Two things stood out to me about Sinister. First, those snuff films. They were shot on actual Super-8 stock, which gives the murders and the barely-visible visage of Bughuul the grimy, ominous feel of realism. Second, the soundtrack. It is littered with loud, screeching sounds that make your teeth shiver. ~ Alyse Wax
9. The Cabin in the Woods (dir. Drew Goddard, 2012)
It may just be the cleverest horror comedy ever made. Directed by Drew Goddard and co-written by Joss Whedon, The Cabin in the Woods manages to embody every bad fright flick you’ve ever seen, but then add a single smart twist that makes the entire horror genre seem better than it ever was before. A group of college kid clichés travels to the title location, raises the dead, then fights off a vicious attack… but why are two men watching them from behind a console, pushing buttons that dictate our heroes’ fates?
There’s too much going on in The Cabin in the Woods to properly examine here, but it doesn’t take much to interpret Goddard’s film as a satire of horror movie production, of scary storytelling, and of audiences who demand blood and gore but don’t fully understand why. ~ William Bibbiani
8. It Follows (dir. David Robert Mitchell, 2014)
The concept alone elevates It Follows from the spate of endless (as Roger Ebert was fond of calling them) “dead teenager” movies.
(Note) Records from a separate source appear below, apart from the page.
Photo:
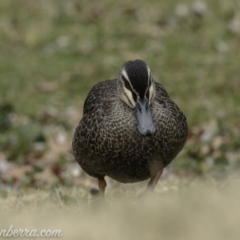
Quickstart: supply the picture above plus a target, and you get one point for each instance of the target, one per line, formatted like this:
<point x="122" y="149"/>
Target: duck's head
<point x="137" y="90"/>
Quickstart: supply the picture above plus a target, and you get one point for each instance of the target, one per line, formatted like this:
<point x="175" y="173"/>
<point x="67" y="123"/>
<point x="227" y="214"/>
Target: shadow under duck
<point x="130" y="129"/>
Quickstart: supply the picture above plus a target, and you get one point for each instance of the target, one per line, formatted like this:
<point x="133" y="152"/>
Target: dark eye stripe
<point x="127" y="85"/>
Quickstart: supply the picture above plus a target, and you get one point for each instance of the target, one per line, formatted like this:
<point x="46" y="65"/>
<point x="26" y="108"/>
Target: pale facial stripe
<point x="124" y="73"/>
<point x="127" y="95"/>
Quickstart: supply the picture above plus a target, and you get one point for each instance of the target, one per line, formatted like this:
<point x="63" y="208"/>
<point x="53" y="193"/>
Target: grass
<point x="53" y="52"/>
<point x="177" y="210"/>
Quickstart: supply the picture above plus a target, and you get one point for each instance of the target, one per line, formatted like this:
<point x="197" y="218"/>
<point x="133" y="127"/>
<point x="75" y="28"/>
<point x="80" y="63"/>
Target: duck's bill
<point x="144" y="118"/>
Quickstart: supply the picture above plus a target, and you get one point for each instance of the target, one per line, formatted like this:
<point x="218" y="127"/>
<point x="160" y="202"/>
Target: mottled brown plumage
<point x="107" y="141"/>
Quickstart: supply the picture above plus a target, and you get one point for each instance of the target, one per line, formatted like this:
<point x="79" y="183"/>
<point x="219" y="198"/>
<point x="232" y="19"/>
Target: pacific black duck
<point x="130" y="129"/>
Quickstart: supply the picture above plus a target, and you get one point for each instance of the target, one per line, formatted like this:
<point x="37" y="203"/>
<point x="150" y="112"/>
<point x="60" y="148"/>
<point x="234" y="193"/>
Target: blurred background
<point x="53" y="52"/>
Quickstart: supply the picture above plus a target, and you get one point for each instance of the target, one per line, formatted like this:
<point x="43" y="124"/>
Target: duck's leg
<point x="153" y="181"/>
<point x="102" y="185"/>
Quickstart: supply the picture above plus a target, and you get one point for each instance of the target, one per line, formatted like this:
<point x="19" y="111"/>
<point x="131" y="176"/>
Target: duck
<point x="130" y="129"/>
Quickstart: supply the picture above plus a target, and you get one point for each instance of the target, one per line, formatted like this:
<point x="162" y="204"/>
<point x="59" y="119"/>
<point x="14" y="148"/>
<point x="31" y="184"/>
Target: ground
<point x="53" y="52"/>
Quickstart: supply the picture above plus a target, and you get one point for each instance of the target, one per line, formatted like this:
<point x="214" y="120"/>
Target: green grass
<point x="177" y="210"/>
<point x="53" y="52"/>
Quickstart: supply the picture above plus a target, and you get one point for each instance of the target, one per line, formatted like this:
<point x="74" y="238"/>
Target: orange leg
<point x="153" y="181"/>
<point x="102" y="185"/>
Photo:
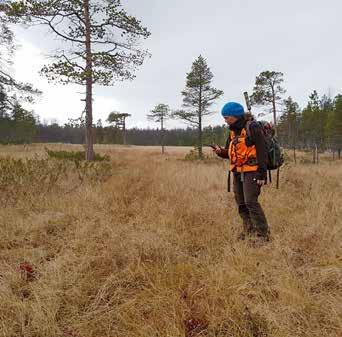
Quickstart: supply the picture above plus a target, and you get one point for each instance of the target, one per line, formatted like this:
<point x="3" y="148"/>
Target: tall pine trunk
<point x="89" y="86"/>
<point x="200" y="141"/>
<point x="162" y="135"/>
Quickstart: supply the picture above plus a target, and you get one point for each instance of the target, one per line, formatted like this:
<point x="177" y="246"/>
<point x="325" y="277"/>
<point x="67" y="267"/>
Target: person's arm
<point x="258" y="138"/>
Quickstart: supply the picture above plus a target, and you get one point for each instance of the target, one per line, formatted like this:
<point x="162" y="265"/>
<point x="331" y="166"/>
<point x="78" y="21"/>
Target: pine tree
<point x="268" y="91"/>
<point x="160" y="114"/>
<point x="198" y="97"/>
<point x="99" y="43"/>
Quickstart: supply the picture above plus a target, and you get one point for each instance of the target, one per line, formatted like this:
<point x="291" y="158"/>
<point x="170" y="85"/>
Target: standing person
<point x="246" y="150"/>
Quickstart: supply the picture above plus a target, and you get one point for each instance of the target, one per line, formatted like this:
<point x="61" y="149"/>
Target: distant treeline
<point x="318" y="124"/>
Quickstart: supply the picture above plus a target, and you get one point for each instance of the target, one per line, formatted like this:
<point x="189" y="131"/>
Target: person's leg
<point x="240" y="201"/>
<point x="251" y="192"/>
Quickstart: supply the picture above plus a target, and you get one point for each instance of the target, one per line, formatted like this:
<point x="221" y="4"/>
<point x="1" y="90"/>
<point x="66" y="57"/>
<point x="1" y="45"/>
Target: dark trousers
<point x="246" y="192"/>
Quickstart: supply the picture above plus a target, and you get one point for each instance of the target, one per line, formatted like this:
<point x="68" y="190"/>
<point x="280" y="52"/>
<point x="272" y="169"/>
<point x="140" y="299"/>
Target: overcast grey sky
<point x="238" y="38"/>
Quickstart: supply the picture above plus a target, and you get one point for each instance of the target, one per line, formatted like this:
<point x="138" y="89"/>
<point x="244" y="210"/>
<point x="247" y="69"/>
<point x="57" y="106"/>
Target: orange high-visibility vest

In it, a young girl thinks she finds love, only to have her sweet, backseat sexual encounter rewarded by contracting the mother of all sexually transmitted diseases; a virus that makes her the target of a malevolent spirit that dispatches the evil dead to torment, terrify and eventually attempt to rip her to shreds. Recalling the gauzy style of John Carpenter, It Follows is, despite its lurid subject matter, a rather classy horror film that favors brooding mood over gore galore. ~ Chris Alexander
7. Drag Me to Hell (dir. Sam Raimi, 2009)
Drag Me to Hell was a return to form for Sam Raimi, best known for The Evil Dead movies. After wallowing in blandness with the Spider-Man trilogy (especially the abomination that was that third film) Drag Me to Hell was something of a palette cleanser, blending Raimi’s campy humor and violent gore.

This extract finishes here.